Inmerso dentro de un extenso parque nacional, lo denso de la selva choca con un pueblo, donde el ruido delata la cercanía a la imponente catarata. En Zambia, del otro lado de la garganta, un pueblo se levanta con el nombre de Livingstone por justas razones. Hombre pionero que no descubre el afluente, pero sí el primero que lo da a conocer en Occidente, en la búsqueda sin precedente de la fuente del Río Nilo. Allí, con tremendo vacilo, el caudaloso Zambezi se hace innavegable por sus estrepitosos rápidos y cascadas; sin barreras, divide las fronteras de lo que alguna vez fuera Rhodesia del Norte y del Sur -cuarto con Botsuana y Namibia-. Pero lo llamativo no es el caprichoso motivo con el que África fue dividido un siglo y medio atrás, sino la existencia de un pueblo en convivencia con la selva, la consecuencia del hábitat compartido, la influencia de dos mundos que dialogan, como cuento de Kipling o de Quiroga. ¿En cuántos lugares del mundo pasa algo tan rotundo?
Se escucha con potencia el agua que cae con violencia; abruma la humedad, llueve hacia arriba contra la gravedad. La selva atrae pájaros y bichos que se mueven por los nichos de las plantas gruesas y vegetación espesa; entre las flores y sus mil colores. En la tarde los monos babuinos hacen de los árboles su casa, de los techos sus trechos, y en los jardines motines. ¡Más de uno querrá tirarles con pistola de balines! Los jabalíes invaden las calles como en Iguazú los coatíes. De noche búfalos y elefantes que caminan como antes; cuando era todo selva y no había habitantes. Los turistas que visitan se deleitan con la salvaje naturalidad de las fieras; mientras los habitantes se irritan ante semejante comodidad. Los histéricos primates entran por los remates, abren heladeras y se llevan hasta las hieleras; atacan con sus garras a los perros que les ladran. Los locales se quejan de los paisajes invadidos de chanchos salvajes; se molestan por los elefantes que rompen muros, gigantes que no toleran las limitantes de los pobladores ocupantes.

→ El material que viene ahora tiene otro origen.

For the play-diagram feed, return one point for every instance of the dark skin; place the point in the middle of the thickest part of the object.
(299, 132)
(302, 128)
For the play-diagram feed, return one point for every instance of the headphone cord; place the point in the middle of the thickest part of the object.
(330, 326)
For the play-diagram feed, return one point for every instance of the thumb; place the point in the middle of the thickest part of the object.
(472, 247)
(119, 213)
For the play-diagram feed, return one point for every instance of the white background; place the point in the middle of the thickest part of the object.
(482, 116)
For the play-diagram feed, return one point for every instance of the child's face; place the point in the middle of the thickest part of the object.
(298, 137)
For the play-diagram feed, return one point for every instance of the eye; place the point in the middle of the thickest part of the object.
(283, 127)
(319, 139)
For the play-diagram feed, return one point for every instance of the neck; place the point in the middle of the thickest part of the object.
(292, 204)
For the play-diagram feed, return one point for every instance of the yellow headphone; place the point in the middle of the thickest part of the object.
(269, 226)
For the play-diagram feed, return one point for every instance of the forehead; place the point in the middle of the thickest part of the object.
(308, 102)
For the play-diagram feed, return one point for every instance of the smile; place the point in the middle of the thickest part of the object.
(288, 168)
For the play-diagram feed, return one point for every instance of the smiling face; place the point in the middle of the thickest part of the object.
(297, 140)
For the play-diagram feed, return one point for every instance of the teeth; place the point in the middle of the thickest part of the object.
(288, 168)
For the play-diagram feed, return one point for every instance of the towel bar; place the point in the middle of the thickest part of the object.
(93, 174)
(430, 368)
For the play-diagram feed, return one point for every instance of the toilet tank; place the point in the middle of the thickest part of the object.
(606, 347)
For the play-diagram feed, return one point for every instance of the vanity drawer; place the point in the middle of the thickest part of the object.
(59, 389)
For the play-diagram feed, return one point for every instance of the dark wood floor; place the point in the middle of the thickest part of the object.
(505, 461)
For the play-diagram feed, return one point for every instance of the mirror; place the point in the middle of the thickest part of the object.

Convivir con la naturaleza requiere cautela y destreza: Unos chicos evitan una plaza por los monos que andan en masa; un hombre frena sus pasos con temor y espera a pesar del calor, que se alejen los elefantes y su rigor arrogante; se oye una frenada de quien deja pasar jabalíes que cruzan en manada; una mamba negra pasa por un bar de turistas y suenan los teléfonos de los especialistas. La gente se aleja del río; nadie quiere averiguar qué come un cocodrilo, y prefiere esquivar el estilo territorial del hipopótamo bestial. Acá no hay ladrones, asaltos ni matones, pero de noche no se puede andar y las puertas se deben cerrar; nadie exagera el coraje en un ambiente tan salvaje. No es el delito el encuentro fortuito; no hay miedo a los asaltantes, hay respeto a los elefantes; nadie sale a robar pero los animales te pueden matar. La inseguridad ciudadana no es el robo a mano armada; no es aquella sensación lo que alimenta los medios de comunicación. A poca distancia de aquel territorio, reina la selva con toda su inconstancia. Los antílopes, los felinos, las serpientes dominan el día y la noche. Lo asombroso de la escena no es la libertad de la hiena o de bestias que desdibujan las lineas de las campiñas; Lo que extraña es la rutina que domina. Los buscados animales, muchas veces maltratados sin pudor, depredados como un roedor, cazados y visitados en caros safaris, caminan por los jardines, pasean por las casas y nadie los caza, se apropian de la calle como si fuese un valle; pasan por ciudadanos como cualquier fulano.
Y como no es la desigualdad lo que aqueja la ciudad; la intuición nos ofrece una nueva lección, de qué es un riesgo y qué es un sesgo. De respetar lo que no se puede controlar. De qué significa tener miedo cuando la noticia no es la injusticia; donde la realidad no es la criminalidad. Una vida donde no hace falta una reja alta, pero toca acostumbrarse a toparse con bestias y relacionarse sin molestias.
Este el destino de los habitantes que se asientan entre elefantes; de ser vecino de animales mortales; de ser residente entre caminos ancestrales; paisano de un rumbo nómada en el suelo africano. Y tal vez sin intención en esta temible coalición, las bestias se domestican entre los que habitan, se acostumbran a vivir de las sobras, no les importa las obras; Se aprovechan de las plantaciones, los mangos y las naranjas y no perciben las divisiones que la lógica del hombre les propone.
En Victoria Falls, las leyes de la selva y del hombre conviven con cierto control. Tal vez exista un pacto que se firmó con el primer contacto, una especie de vínculo simbiótico pero a su vez algo frenético, cuando al encontrarse dos mundos hubo que acordar una forma diferente de habitar.